We got an email from her this week thanking us for all the updates (printed pictures/scrapbook pages and DD's fb page). She also indicated they would like to see DD in November if possible.
I was absolutely expecting this and I don't have any problem with it at all. My husband however, is lagging behind me in the openness category. :-) I could tell by his face that he's uncertain, nervous and insecure about this. So question # 1: Any thoughts on how I can help him feel better about having this meeting?
Question #2: I need to stall the answer on this to emom for now while dh gets comfortable. I thought about telling them that we hadn't figured out the arrangements for the November trip yet and whether or not DD would be making the trip or staying with family. That we would give it some thought and closer to time, we could make plans. This is actually true - we've been going back and forth on it. Is this a good response? I don't want to say yes till dh is on board and I don't want to say no yet either.

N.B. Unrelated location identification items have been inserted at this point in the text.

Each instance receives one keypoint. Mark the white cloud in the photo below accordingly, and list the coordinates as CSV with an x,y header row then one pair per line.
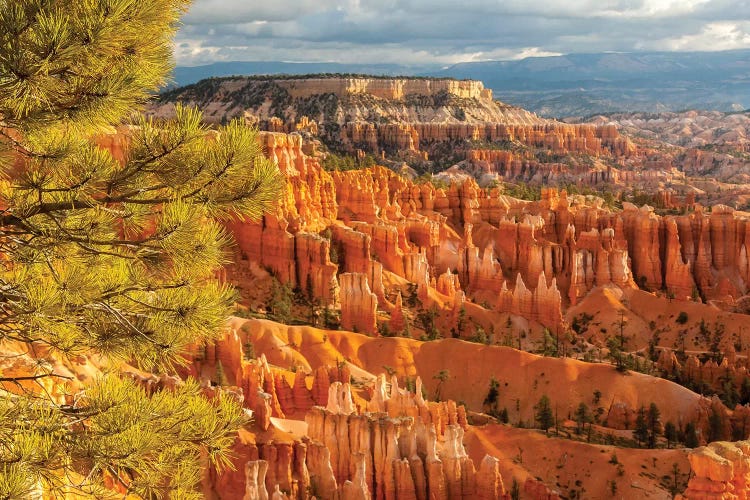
x,y
447,31
712,36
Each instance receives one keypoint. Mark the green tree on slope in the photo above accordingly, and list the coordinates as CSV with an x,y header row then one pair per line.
x,y
107,257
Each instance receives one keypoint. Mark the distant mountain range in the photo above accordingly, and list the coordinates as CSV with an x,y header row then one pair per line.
x,y
569,85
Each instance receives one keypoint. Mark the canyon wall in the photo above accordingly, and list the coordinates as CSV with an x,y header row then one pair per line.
x,y
532,259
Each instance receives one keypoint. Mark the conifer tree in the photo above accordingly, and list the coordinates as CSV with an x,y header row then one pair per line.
x,y
640,433
110,255
544,414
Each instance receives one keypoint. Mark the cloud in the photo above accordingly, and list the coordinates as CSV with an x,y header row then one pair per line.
x,y
448,31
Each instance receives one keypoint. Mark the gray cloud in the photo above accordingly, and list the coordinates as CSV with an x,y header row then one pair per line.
x,y
449,31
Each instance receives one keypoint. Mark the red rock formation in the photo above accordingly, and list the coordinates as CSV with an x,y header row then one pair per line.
x,y
358,304
719,470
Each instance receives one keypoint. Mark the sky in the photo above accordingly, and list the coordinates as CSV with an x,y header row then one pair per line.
x,y
445,32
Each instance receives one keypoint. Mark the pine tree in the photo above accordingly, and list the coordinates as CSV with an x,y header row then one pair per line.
x,y
114,256
670,433
654,424
640,433
490,401
691,436
544,414
582,417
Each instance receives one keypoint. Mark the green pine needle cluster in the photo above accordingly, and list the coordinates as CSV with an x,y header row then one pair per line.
x,y
115,257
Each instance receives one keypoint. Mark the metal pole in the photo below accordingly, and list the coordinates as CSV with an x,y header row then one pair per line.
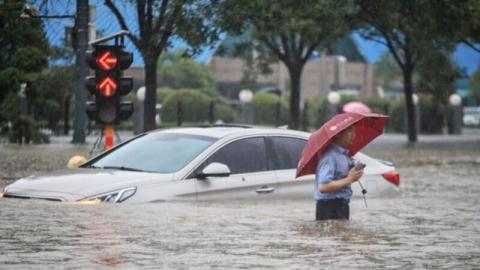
x,y
81,42
109,133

Question #3: Assuming we get dh on board and plan this meeting, any thoughts or tips on how to make this work well? When we went for DD's birth, we met them at a park the day before the birth and really only talked for a few minutes. That's all they wanted and it was hot. The weather will be nicer in November in FL so that may lend itself to more time. . . . or she may still feel awkward and only stay a few minutes. . . . .
Thanks for all the help!
Even though our first visit was in a comfortable place (good temperature, no need to rush) it was fairly quick (just under an hour). I think that first visit was pretty emotional for her. In your case, not only will they be seeing her for the first time since birth, but also possibly placing again...they may not be emotionally able for a long visit.
As For your DH, what happened with mine is that he got more comfortable the more time he spent with first mom and the better he got to know her. Maybe he'll be more comfortable if you're more specific about where you'll meet and what you'll do and how long it will last.
Our first visit was the most awkward, but that was also partially due to the fact that peanut was just 6 months old And not really doing a lot so we really had to interact/converse a lot more with each other and were nervous about that. It went really well, though. Now that he's mobile and has such personality and DOES things, the visits are about all of us trying to keep up with him!
Good luck to you, and how awesome these siblings may be able to stay together!